We need only look to our daily struggles to identify where every person would see the value of machine intelligence. Organizing a meeting among several participants can be challenging. You need to find a convenient time when every participant is available. You need to find a suitable venue that can accommodate everyone. If folks need to travel, the complexity rises enormously, because each traveler’s attendance is then dependent upon successfully booking travel arrangements. The risk of a single unsatisfied requirement causing the meeting to be non-viable rises with each participant and their special needs. If the meeting needs to be moved to accommodate certain participants, this would then trigger a storm of activity to renegotiate, and a flurry of activity to explore how calendars can be readjusted with a cascade of renegotiations of other appointments, each having its own priority and constraints.

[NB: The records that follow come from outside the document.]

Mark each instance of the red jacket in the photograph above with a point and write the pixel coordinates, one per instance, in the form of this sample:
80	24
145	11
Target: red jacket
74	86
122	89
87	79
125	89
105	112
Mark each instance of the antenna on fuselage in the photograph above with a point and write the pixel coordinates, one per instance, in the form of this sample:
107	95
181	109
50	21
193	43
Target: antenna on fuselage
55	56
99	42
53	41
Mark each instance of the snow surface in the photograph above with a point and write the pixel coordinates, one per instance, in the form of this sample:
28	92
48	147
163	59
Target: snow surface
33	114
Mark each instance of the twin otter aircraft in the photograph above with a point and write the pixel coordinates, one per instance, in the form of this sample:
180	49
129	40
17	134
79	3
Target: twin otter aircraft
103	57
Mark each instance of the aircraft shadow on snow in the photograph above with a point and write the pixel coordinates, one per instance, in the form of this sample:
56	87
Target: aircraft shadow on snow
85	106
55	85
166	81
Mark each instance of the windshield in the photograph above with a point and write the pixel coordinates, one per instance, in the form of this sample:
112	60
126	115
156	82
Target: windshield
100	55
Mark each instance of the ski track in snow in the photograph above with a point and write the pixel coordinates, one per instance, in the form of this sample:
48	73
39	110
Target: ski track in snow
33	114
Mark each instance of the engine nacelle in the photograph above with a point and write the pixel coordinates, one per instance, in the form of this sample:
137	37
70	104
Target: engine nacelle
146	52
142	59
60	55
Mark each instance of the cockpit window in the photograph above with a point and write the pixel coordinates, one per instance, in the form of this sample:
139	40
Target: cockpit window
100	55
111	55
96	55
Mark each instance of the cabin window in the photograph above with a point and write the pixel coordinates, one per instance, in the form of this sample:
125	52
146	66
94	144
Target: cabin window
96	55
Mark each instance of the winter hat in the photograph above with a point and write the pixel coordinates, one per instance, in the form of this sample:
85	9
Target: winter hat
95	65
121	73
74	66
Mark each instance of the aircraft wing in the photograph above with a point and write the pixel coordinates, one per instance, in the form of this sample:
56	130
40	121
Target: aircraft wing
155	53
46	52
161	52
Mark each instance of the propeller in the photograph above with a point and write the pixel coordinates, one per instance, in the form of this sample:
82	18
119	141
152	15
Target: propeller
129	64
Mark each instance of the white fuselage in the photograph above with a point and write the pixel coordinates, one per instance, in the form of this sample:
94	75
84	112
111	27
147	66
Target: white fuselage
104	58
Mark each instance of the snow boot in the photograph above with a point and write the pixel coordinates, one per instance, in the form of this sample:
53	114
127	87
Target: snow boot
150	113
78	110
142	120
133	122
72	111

This kind of negotiation among a network of people is virtually impossible to accomplish by humans among each other, because of the latency for human communications. However, if every human could be represented by an agent, who could negotiate on their behalf, this kind of activity could become painless. Imagine how many hours of phone tag, email, and travel booking could be saved. Even if an agent were not entrusted to finalize decisions on travel booking, all of the negotiation and arrangements could be prepared and presented for final approval by the human; or even involve the human at key decision points by presenting a short list of options to guide the way forward for the agent.

I believe, ordinary mundane problems such as this one, which every person has experienced, will serve as an opportunity to introduce machine intelligence to work alongside us. The off-loading of such unproductive and non-creative toil to an automated personal assistant would be a welcome change that would be seen as another useful tool, rather than a radical development. And that’s how the revolutionary should begin.